One final limitation to be aware of: only one socket application can be started by Switchyard at a time. This limitation may change in a future version.

Finally, note that Switchyard currently does not have any capabilities for testing the behavior of an application-layer socket program. The application code could use calls to assert() to verify that certain things happen as expected within the application, but there are no specific Switchyard features to help with this.


When using Switchyard to create a protocol stack and run a socket-based application on a standard commodity operating system (e.g., a desktop/laptop Linux or macOS system), you may need to be careful about configuring the host firewall settings when starting Switchyard in real/live mode. In particular, any packets that you want Switchyard to handle should be explicitly blocked from the host operating system (or the host OS may respond in addition to Switchyard responding). It may also be helpful to explicitly bind your application socket to a particular port in order to limit the number of protocols and/or ports that need to be blocked from the host OS.

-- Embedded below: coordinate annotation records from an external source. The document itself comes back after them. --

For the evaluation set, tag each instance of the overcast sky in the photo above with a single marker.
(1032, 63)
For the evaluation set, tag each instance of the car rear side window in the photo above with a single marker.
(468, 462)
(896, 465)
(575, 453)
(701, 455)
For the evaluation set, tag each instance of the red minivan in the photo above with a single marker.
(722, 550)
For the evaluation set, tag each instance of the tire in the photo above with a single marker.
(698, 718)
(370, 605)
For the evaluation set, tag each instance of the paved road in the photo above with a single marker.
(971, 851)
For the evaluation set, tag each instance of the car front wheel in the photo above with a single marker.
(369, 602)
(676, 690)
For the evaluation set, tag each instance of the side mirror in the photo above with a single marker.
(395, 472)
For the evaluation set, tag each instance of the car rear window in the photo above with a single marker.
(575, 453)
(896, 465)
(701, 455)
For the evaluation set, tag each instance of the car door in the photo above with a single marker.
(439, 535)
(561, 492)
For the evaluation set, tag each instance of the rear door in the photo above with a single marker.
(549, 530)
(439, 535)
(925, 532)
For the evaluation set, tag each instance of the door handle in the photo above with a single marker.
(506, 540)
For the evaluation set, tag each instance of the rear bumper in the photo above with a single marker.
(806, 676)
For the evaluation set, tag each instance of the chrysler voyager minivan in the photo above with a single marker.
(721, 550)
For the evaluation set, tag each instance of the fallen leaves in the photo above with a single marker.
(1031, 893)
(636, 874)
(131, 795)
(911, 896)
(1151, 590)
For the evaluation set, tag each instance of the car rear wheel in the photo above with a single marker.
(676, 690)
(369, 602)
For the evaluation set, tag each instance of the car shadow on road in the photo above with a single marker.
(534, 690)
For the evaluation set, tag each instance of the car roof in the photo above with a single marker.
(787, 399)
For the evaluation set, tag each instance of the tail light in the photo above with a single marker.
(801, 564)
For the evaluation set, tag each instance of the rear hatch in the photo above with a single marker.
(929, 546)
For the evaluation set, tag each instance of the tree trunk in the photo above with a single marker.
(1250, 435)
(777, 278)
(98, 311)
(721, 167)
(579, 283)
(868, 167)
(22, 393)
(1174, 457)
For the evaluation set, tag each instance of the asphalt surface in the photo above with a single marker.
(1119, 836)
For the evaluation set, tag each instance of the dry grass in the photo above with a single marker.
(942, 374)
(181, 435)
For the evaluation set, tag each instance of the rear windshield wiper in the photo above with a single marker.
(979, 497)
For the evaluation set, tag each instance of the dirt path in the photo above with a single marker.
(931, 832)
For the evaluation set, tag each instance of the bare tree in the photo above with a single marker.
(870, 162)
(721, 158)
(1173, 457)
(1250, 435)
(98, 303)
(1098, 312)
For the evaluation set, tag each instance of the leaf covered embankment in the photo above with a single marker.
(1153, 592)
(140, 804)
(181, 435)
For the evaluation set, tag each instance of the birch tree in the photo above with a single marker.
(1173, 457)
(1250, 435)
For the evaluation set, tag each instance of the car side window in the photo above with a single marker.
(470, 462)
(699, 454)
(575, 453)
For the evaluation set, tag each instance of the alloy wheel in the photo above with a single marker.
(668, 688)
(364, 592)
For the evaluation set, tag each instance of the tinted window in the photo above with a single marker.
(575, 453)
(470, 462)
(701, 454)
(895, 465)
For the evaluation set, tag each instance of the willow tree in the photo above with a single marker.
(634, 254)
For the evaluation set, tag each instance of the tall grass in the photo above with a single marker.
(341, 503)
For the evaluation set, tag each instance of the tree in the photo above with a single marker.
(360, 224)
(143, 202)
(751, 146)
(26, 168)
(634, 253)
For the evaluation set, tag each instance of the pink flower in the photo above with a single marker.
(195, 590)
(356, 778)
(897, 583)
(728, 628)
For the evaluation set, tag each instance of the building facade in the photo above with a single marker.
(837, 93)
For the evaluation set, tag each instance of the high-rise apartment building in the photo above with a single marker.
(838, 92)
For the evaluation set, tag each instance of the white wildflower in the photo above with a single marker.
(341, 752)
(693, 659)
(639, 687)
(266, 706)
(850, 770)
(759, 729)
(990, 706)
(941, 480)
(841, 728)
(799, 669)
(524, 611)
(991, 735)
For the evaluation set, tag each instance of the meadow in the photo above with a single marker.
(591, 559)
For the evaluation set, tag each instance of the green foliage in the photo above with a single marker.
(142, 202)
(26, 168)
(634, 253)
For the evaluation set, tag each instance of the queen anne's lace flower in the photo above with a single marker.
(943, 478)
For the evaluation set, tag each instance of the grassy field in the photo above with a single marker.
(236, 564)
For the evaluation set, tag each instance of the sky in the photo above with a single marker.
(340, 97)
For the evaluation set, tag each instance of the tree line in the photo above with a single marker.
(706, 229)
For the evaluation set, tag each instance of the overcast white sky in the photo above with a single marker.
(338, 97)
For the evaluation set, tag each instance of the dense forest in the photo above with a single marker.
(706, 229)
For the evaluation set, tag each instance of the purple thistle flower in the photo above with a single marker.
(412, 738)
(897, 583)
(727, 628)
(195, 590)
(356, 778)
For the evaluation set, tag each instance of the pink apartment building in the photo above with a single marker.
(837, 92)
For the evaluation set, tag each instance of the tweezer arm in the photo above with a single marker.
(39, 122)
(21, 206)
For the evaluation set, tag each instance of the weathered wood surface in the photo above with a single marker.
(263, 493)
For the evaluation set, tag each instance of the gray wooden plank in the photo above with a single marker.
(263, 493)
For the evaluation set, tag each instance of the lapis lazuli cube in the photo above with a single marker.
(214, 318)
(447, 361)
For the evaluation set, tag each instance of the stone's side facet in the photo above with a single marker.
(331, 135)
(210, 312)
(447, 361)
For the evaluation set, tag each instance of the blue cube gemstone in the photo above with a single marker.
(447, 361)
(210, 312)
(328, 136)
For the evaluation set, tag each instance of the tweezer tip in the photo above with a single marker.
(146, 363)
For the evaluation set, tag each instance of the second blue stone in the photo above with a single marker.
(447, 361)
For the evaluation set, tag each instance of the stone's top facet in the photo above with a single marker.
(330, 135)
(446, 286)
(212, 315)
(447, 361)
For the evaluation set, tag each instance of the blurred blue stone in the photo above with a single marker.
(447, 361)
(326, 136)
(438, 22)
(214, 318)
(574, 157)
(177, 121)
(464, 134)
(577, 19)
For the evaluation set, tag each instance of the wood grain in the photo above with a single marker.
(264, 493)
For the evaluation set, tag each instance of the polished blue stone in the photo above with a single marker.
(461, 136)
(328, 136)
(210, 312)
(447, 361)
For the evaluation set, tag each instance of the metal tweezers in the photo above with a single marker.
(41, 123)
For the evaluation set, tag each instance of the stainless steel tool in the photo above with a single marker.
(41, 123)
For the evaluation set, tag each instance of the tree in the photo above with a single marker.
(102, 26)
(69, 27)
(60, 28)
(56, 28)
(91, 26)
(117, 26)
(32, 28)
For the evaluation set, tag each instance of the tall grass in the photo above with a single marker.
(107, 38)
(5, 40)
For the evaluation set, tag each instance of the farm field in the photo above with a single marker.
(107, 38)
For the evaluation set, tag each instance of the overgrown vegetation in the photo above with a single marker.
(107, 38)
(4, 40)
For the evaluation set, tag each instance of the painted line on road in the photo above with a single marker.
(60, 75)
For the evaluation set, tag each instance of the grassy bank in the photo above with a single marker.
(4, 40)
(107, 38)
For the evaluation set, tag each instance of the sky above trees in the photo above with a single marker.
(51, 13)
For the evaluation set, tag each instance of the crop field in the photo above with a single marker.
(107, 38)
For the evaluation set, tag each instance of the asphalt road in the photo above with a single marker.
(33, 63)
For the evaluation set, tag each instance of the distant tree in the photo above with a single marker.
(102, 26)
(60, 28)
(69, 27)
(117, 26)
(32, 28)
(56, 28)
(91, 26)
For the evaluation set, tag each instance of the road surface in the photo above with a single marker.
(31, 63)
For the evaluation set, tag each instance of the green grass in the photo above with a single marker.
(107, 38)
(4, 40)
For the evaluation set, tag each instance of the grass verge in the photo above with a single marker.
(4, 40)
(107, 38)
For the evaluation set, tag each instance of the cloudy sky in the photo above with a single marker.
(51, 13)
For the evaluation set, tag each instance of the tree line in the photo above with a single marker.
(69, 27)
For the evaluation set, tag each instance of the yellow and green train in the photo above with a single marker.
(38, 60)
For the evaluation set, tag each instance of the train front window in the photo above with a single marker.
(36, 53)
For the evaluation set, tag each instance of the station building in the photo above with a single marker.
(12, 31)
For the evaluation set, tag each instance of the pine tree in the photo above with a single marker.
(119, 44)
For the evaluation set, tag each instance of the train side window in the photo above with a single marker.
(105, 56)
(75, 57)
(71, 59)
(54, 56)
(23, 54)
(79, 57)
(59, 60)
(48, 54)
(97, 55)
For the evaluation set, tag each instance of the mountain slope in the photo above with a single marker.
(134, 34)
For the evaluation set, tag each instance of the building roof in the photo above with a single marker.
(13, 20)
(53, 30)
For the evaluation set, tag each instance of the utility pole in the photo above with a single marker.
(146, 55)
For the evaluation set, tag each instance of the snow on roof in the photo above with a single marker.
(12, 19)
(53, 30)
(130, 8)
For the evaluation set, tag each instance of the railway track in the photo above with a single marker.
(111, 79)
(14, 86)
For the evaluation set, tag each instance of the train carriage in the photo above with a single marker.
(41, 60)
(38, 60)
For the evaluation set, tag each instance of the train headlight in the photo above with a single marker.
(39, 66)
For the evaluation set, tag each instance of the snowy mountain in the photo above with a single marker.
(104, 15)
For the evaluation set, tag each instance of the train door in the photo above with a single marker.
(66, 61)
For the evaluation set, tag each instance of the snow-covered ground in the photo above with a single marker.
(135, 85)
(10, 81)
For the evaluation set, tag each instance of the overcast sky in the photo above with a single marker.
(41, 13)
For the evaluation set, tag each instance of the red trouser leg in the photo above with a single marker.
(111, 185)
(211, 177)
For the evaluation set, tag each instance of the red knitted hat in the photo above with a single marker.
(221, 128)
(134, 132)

Note that when Switchyard is started with the -a flag and is thus starting an application-layer socket program, its default behavior with respect to the firewall is different. Normally, Switchyard blocks the host OS from receiving any traffic, but when executing an application-layer program no traffic is blocked, by default.

Refer to the section on Firewall options for command-line options to swyard to ensure that you block the correct traffic.